Oligomerization of the cardiac ryanodine receptor C-terminal tail.

作者信息

Stewart Richard, Zissimopoulos Spyros, Lai F Anthony

机构信息

Wales Heart Research Institute, Department of Cardiology, University of Wales College of Medicine, Heath Park, Cardiff CF14 4XN, UK.

出版信息

Biochem J. 2003 Dec 15;376(Pt 3):795-9. doi: 10.1042/BJ20030597.

Abstract

The C-terminal 100 amino acids of the RyR (ryanodine receptor), referred to as the C-terminal tail, is a highly conserved sequence that is present in all known RyR isoforms and which has been implicated in channel function. Deleting the final 15 amino acids from the full-length skeletal muscle RyR resulted in an inactive channel, attributed to impaired assembly of a tetrameric RyR complex [Gao, Tripathy, Lu and Meissner (1997) FEBS Lett. 412, 223-226]. To account for these observations, the C-terminal tail itself may be an important molecular determinant of oligomerization.
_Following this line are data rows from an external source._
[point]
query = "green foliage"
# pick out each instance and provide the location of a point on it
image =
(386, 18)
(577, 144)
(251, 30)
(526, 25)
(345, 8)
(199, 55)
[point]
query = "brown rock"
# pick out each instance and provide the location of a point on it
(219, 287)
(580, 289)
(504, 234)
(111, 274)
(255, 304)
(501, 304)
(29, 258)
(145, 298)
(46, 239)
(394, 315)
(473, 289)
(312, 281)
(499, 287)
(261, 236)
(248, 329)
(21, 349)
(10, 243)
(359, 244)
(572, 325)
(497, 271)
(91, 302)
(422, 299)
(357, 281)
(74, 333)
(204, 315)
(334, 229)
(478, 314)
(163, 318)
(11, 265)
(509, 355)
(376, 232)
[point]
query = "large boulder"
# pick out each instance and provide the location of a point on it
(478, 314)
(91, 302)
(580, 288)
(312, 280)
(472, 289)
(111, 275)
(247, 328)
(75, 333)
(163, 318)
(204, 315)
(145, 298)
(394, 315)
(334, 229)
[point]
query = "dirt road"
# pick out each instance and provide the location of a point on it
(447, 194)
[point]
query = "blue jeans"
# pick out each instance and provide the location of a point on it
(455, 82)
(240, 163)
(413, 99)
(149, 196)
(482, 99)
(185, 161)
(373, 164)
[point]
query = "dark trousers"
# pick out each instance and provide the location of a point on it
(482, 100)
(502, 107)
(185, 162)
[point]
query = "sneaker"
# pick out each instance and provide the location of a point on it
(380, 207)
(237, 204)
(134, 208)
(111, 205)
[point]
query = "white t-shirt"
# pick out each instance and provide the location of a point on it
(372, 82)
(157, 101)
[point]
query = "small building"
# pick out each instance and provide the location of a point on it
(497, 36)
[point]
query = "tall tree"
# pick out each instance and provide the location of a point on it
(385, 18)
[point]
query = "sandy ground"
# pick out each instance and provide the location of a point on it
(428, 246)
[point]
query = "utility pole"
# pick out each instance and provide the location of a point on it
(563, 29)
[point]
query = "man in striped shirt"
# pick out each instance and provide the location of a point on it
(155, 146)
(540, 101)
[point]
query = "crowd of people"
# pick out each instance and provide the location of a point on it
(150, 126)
Alternatively, the large N-terminal cytoplasmic domain may fold back upon itself to interact with the C-terminal tail to provide a correctly folded tetrameric structure. We explored these possibilities for RyR2 (cardiac RyR) using the yeast two-hybrid interaction assay and in vitro translation followed by immunoprecipitation and chemical cross-linking. The data indicate that the C-terminal tail of RyR2 is capable of self-tetramerization. Moreover, a truncated C-terminal tail, lacking the final 15 amino acids, failed to self-associate. These observations suggest that the intrinsic ability of the RyR C-terminal tail to self-tetramerize may be vitally important for the oligomeric assembly of the native RyR channel.

摘要

兰尼碱受体(RyR)的C末端100个氨基酸,被称为C末端尾巴,是一个高度保守的序列,存在于所有已知的RyR亚型中,并且与通道功能有关。从全长骨骼肌RyR中删除最后15个氨基酸会导致通道失活,这归因于四聚体RyR复合物组装受损[高、特里帕蒂、卢和迈斯纳(1997年)《欧洲生物化学学会联合会快报》412卷,223 - 226页]。为了解释这些观察结果,C末端尾巴本身可能是寡聚化的重要分子决定因素。或者,大的N末端胞质结构域可能自身折叠回来与C末端尾巴相互作用,以提供正确折叠的四聚体结构。我们使用酵母双杂交相互作用测定法以及体外翻译,随后进行免疫沉淀和化学交联,探索了RyR2(心脏RyR)的这些可能性。数据表明,RyR2的C末端尾巴能够自我四聚化。此外,缺少最后15个氨基酸的截短C末端尾巴无法自我缔合。这些观察结果表明,RyR C末端尾巴自我四聚化的内在能力对于天然RyR通道的寡聚体组装可能至关重要。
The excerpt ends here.